Culture, Happenings

An Experimental Adaptation of Shelley’s ‘Frankenstein’ is Playing at The Wallis

February 19, 2020 by Iona Brannon
Photo via The Wallis Annenberg Center of Performing Arts

Frankenstein, the classic novel by Mary Shelley, gets a modern facelift in the latest show commissioned by The Wallis Annenberg Center of Performing Arts in Beverly Hills. The story follows an ambitious scientist, Frankenstein, who discovers a secret method to create life. He dissects and puts together bodies, building a hideous human-like creature. He and his creature both suffer the consequences of Frankenstein’s unbridled desire for glory and recognition, raising questions regarding moral responsibility and ethical science. 

Four Larks, an L.A.-based theater company, created this Frankenstein piece as their Wallis debut. The adaptation draws heavily on Shelley’s work, preserving much of her original wording in the libretto. It also brings in context from Shelley’s life and works referenced in her book, such as John Milton’s Paradise Lost. 


Co-founder Mat Sweeney created, staged, and composed the entire performance. His fellow co-founder Sebastian Peters-Lazaro designed and choreographed it. The libretto was written with Jesse Rasmussen.

Four Larks, created in 2008, is often described as experimental and genre-fusing. The company is known for its contemporary approach to theater as well as its inventive orchestration and emphasis on physical theater. 

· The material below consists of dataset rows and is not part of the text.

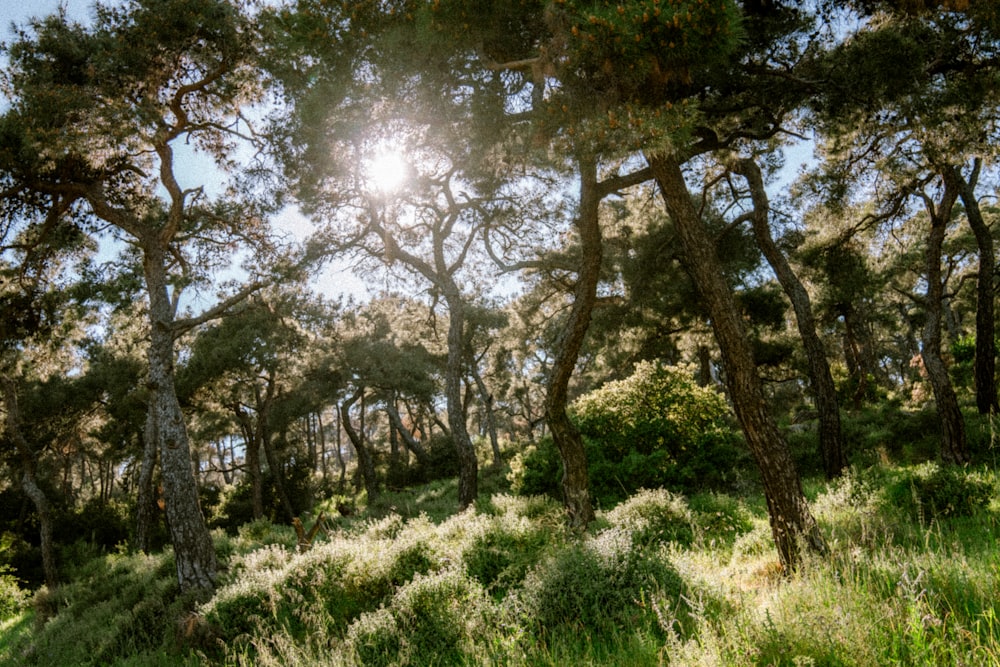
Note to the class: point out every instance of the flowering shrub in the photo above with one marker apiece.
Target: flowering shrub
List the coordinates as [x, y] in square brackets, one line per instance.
[655, 428]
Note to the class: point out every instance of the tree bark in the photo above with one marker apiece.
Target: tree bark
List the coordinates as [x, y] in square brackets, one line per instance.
[146, 502]
[491, 421]
[193, 549]
[575, 480]
[29, 481]
[251, 444]
[366, 463]
[954, 448]
[468, 466]
[791, 521]
[409, 441]
[985, 360]
[264, 404]
[824, 391]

The play utilizes a small cast of 12 who are actors, musicians, and stagehands in one. Frankenstein builds on aspects of theater, dance, music, and visual arts to create a comprehensive experience. Four Larks’ “junkyard opera” approach incorporates discarded objects into the set design. The cast uses musical instruments as props and props as musical instruments throughout the show. 

Creators Sweeney, Peters-Lazaro, and Rasmussen adapted the play specifically for the Lovelace Theater in The Wallis. The Lovelace was once a mail-sorting room for the Beverly Hills Post office. Now the converted theater sits an intimate crowd of 250. 

While there are specific themes classic to the Frankenstein story, Max Louis Baumgarten, who portrays The Creature, hopes that the audience all take something different away from the performance. 

“There is so much in the story and the production, and a lot in it that interested me that is eerily relevant today, like the issues of technology and the speed with which we’re progressing,” says Baumgarten. “You can take it in a lot of different directions but with our ability right now on the verge of artificial intelligence, bioengineering of people and maybe a different race of human beings, which is hugely problematic theoretically and socially. We are rushing ever closer to this haunting reality..”

There is a warning that the performance includes theatrical haze, flashing lights, strobe light effects, and partial nudity. It runs for 1 hour and 15 minutes in total, with no pause for intermission. Frankenstein today through March 1 on Tuesdays through Sundays, with multiple showings on some days. Opening night is Feb. 19, and tickets can be purchased on The Wallis website for $60.

The Wallis is located at 9390 N Santa Monica Blvd, Beverly Hills, CA. Underground parking available for an $8 flat parking fee, and there is often street parking available nearby as well. Theatergoers can also purchase drinks at Barlingual, the theater bar, to enjoy during the show.